The manufacturing purchasing managers’ index (PMI) came in at 51.3 in January, staying in expansionary territory for the sixth month, pointing to a stabilizing economy.

At a time when rising tide of protectionism and institutional changes threaten to challenge existing frameworks, attention is now centered on how the world’s second largest economy will navigate the troubled waters.

China has set the basic tone of this year’s economic work as “seeking progress while maintaining stability,” hoping it would buy room to exploit new growth drivers and contribute to global recovery.

The upcoming annual sessions of China’s top legislature and top political advisory body in March, the major political events with importance perhaps second only to the Communist Party of China’s congress, will offer more details of the country’s policy stance for 2017.

For years, China has made “seeking progress while maintaining stability” its main guiding principle, and it has paid off — growth is expanding steadily, the job market remains resilient, incomes keep rising, and major reforms are injecting new vigor to the economy.

For 2017, the significance of stability could not be more emphasized.

Domestically, policymakers must balance multiple economic goals — such as keeping growth within a proper range, curbing asset bubbles and containing debt levels — and those targets would be unachievable without a stable environment.

Meanwhile, 2017 will see the opening of 19th Communist Party of China (CPC) National Congress, when a new central committee will be elected, making stability of great importance.

Outside the country, with the global economy fraught with troubles and uncertainties, China’s role as an anchor of stability will at least offer some hope.

The IMF predicted global growth of only 3.1 percent for 2016. China, with an annual growth of 6.7 percent, would account for more than one-third of the growth.

“If China could not maintain stability, there would be little hope for the global economic recovery,” noted Zhang Yunling, an international studies specialist who is also a member of the National Committee of Chinese People’s Political Consultative Conference.

Despite China’s commitment to stability, it is not trumpeting stability for stability’s sake.

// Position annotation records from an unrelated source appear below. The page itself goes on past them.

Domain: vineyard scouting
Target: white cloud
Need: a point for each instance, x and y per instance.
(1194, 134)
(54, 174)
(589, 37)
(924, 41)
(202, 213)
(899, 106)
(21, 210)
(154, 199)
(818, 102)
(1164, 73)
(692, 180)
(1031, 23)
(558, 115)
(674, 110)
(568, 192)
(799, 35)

Rather, policymakers are carefully choosing when is best to act.

Since China proposed supply-side structural reform at the end of 2015, steady progress has been made in five major areas: cutting industrial capacity, reducing housing inventory, lowering leverage, cutting corporate costs and improving weak economic links.

These efforts will be emphasized at the two sessions to facilitate China’s economic restructuring, spreading optimism among global investors and economists on future prospects, which will also be a boon to the world.

Apart from advancing reform to address its own structural imbalances, China is committed to wider opening-up and greater engagement with the world to weather the testing time together.

Despite a growth slowdown, US investment bank Morgan Stanley this month estimated that China’s private consumer market will expand to $9.6 trillion by 2030 and account for 47 percent of GDP.

While stronger consumption power means huge market potential for goods and service traders across the globe, a more open and advanced Chinese economy would bring investment and jobs overseas.

In the United States alone, robust bilateral trade ties with China have supported some 2.6 million jobs, according to a report from the US-China Business Council in January.

Despite emerging doubts over the benefits of globalization, China remains a firm advocate of free trade and believes that problems such as job losses will never be solved by running counter to the trend of history.

In an article published on Bloomberg Businessweek last month, Premier Li Keqiang made clear of China’s prescription for the global economic ills — “In a world with a plethora of uncertainties, China offers an anchor of stability and growth with its consistent message of support for reform, openness, and free trade.”